Each action has an associated animation, but they’re really nothing special, as they are very bland in their delivery, which includes the special techniques. They do look more impressive than other attacks and actions, but the pixel art that was used, did not do them any justice whatsoever. What makes the battles worse though, is half the time they are not even necessary. Most battles and their acquainted areas are so easy that you can easily beat all of them, without having to do any real grinding, to get as much re-experience points as you could require. After all, just because the re-experience points you get, will add to your re-experience level, which is added to your RPG level during the RPG Segments, so you can and will get stronger, the more you play, but it’s only necessary if you will it.

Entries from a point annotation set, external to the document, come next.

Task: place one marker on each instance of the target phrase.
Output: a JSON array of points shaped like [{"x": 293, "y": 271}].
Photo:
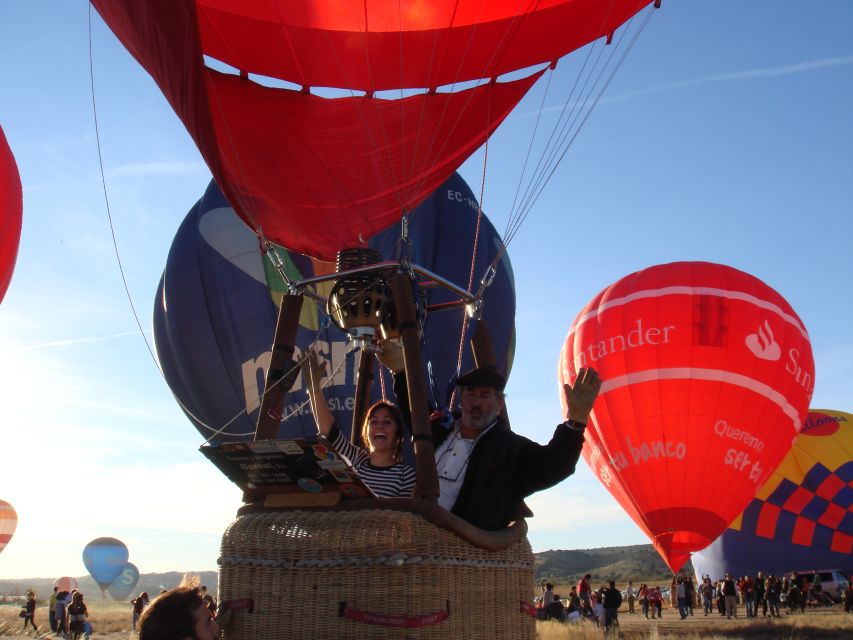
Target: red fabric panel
[
  {"x": 842, "y": 543},
  {"x": 803, "y": 532},
  {"x": 798, "y": 500},
  {"x": 698, "y": 405},
  {"x": 766, "y": 527},
  {"x": 376, "y": 44},
  {"x": 315, "y": 175},
  {"x": 833, "y": 516},
  {"x": 11, "y": 207},
  {"x": 829, "y": 487},
  {"x": 319, "y": 174}
]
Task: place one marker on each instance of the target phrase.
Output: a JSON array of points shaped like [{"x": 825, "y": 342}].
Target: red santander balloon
[{"x": 707, "y": 376}]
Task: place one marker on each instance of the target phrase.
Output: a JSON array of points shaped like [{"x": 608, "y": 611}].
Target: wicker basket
[{"x": 369, "y": 574}]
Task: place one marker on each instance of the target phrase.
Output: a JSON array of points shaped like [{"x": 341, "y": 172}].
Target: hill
[
  {"x": 150, "y": 582},
  {"x": 640, "y": 563}
]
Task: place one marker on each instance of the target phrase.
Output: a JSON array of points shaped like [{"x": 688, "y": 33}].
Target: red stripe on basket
[{"x": 408, "y": 622}]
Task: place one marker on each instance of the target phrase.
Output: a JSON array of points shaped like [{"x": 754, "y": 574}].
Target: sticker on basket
[
  {"x": 290, "y": 447},
  {"x": 332, "y": 464},
  {"x": 341, "y": 475},
  {"x": 310, "y": 485},
  {"x": 353, "y": 491}
]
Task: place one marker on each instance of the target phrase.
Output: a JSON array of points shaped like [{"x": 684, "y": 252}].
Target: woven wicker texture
[{"x": 299, "y": 565}]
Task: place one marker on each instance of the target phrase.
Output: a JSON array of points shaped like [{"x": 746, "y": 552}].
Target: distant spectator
[
  {"x": 612, "y": 602},
  {"x": 555, "y": 610},
  {"x": 584, "y": 592},
  {"x": 774, "y": 595},
  {"x": 548, "y": 595},
  {"x": 179, "y": 614},
  {"x": 681, "y": 597},
  {"x": 730, "y": 596},
  {"x": 51, "y": 609},
  {"x": 210, "y": 601},
  {"x": 63, "y": 599},
  {"x": 139, "y": 603},
  {"x": 77, "y": 614},
  {"x": 630, "y": 594},
  {"x": 643, "y": 594},
  {"x": 29, "y": 610},
  {"x": 761, "y": 594},
  {"x": 847, "y": 598},
  {"x": 574, "y": 601}
]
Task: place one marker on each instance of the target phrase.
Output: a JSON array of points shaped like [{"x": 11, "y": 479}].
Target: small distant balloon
[
  {"x": 65, "y": 583},
  {"x": 105, "y": 558},
  {"x": 8, "y": 523},
  {"x": 122, "y": 587}
]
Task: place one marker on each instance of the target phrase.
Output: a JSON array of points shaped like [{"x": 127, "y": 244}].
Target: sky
[{"x": 725, "y": 136}]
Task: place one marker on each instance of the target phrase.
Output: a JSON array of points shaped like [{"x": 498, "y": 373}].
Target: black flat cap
[{"x": 482, "y": 377}]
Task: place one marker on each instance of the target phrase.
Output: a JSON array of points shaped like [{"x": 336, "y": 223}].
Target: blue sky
[{"x": 726, "y": 136}]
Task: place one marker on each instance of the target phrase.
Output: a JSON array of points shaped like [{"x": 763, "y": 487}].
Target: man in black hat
[{"x": 485, "y": 470}]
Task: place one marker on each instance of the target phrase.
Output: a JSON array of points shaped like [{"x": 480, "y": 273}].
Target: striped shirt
[{"x": 397, "y": 481}]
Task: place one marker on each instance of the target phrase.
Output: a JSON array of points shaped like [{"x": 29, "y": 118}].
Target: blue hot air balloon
[
  {"x": 105, "y": 558},
  {"x": 123, "y": 585},
  {"x": 215, "y": 312}
]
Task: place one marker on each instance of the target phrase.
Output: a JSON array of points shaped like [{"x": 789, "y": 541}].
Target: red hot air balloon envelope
[
  {"x": 318, "y": 174},
  {"x": 708, "y": 373},
  {"x": 11, "y": 207},
  {"x": 8, "y": 523},
  {"x": 802, "y": 517}
]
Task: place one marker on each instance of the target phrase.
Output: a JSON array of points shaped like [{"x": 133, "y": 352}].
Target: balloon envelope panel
[
  {"x": 104, "y": 559},
  {"x": 8, "y": 523},
  {"x": 123, "y": 585},
  {"x": 707, "y": 377},
  {"x": 315, "y": 173},
  {"x": 216, "y": 309},
  {"x": 11, "y": 211},
  {"x": 802, "y": 517}
]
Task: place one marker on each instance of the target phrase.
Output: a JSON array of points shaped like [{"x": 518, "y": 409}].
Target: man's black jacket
[{"x": 504, "y": 468}]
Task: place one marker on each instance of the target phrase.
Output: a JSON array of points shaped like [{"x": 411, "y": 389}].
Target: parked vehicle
[{"x": 832, "y": 582}]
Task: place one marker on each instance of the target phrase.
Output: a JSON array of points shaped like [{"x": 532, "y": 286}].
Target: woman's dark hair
[
  {"x": 171, "y": 616},
  {"x": 396, "y": 416}
]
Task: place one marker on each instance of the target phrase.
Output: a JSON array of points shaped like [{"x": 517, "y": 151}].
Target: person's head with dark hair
[
  {"x": 179, "y": 614},
  {"x": 383, "y": 427}
]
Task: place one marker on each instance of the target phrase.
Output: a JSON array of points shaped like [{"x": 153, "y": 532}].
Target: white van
[{"x": 832, "y": 581}]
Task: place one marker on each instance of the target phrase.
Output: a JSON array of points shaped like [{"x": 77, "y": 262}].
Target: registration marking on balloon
[{"x": 707, "y": 375}]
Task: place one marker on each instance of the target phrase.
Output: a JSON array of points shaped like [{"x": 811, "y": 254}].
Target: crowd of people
[
  {"x": 759, "y": 594},
  {"x": 67, "y": 614}
]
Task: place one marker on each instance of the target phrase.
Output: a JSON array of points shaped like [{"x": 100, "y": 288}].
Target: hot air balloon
[
  {"x": 707, "y": 373},
  {"x": 8, "y": 523},
  {"x": 802, "y": 517},
  {"x": 11, "y": 206},
  {"x": 415, "y": 90},
  {"x": 215, "y": 311},
  {"x": 123, "y": 585},
  {"x": 65, "y": 583},
  {"x": 105, "y": 558},
  {"x": 316, "y": 174}
]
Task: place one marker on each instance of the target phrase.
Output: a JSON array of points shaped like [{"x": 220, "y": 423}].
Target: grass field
[{"x": 111, "y": 621}]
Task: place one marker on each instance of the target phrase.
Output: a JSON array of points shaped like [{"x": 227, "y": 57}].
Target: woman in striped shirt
[{"x": 380, "y": 465}]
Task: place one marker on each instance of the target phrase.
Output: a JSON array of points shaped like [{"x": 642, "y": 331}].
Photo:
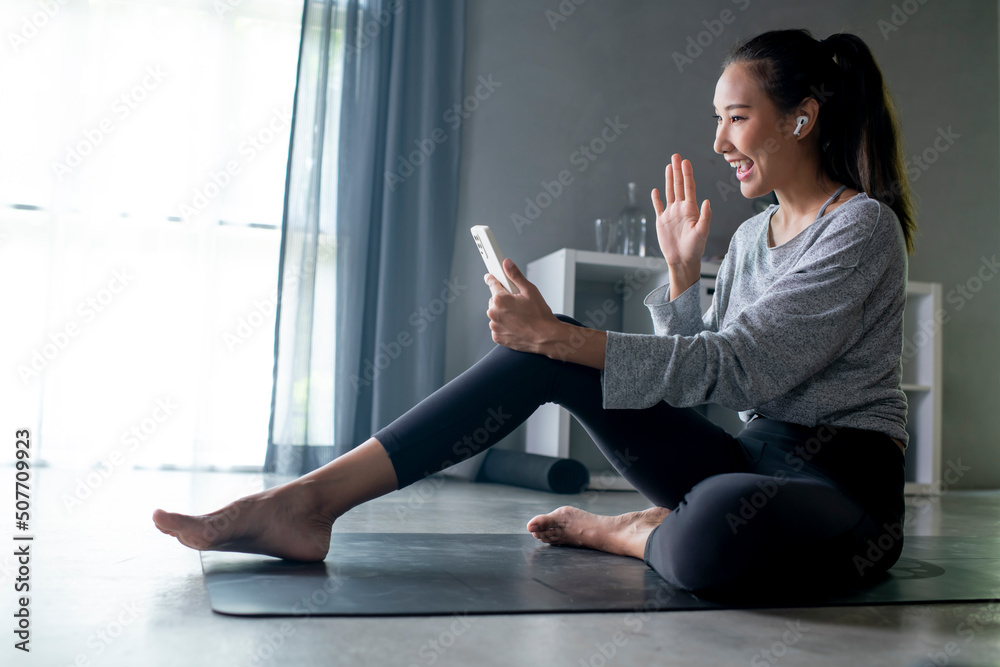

Despite the abysmal battle system, which is a huge con across the board and the story that loses flavour the longer it plays out, something The Longest Five Minutes does right, are its characters. RPG’s always strive to have a band of heroes you can fall in love with, or at least tolerate and for The Longest Five Minutes, it has Regent, Clover and Yuzu. The trio are Flash’s childhood friends and all grew up with him in their home village of Sovereign. Clover Shirotsumekusa is the White Mage of the group, is somewhat shy and just wants to help others. Regent Nightfever is the son of Wizards, who refuses to walk in their footsteps and study magic, as he’d rather rock out and become a bard. He’s also a hot head, who used to be a cry-baby and is often being spoken down to by Yuzu Nanakorobi, a no-nonsense female martial artist who doesn’t back down from a challenge.
As a story that is as much about Flash and the Demon King, The Longest Five Minutes is also very much so about Flash’s friends and his relationships with each and every one of them, including others who are also from his village that also play a role in the events of The Longest Five Minutes. Some of the moments between Flash’s circle of friends and associates, can be humorous, whereas other times it’s touching and bittersweet, but even though The Longest Five Minutes does its best to endear all the characters, it could have… Scratch that. It should have, done more because maybe then, The Longest Five Minutes would have been a game that would have knocked our socks off, instead of one that will leave you having to debate whether its one to remember, or one to forget.
Despite starting off strong, nearer to the end, The Longest Five Minutes just felt like it was dragging on a little too much, even when it tried to drastically speed up the story. There are bittersweet moments between Flash and his friends, but as an RPG, the battles and execution of the battle system, is basic and underwhelming for a game that demands $39.99 US dollars, especially when you can pay a bit more to get Disgaea 5 Complete, I am Setsuna, Lost Sphear and Xenoblade Chronicles 2.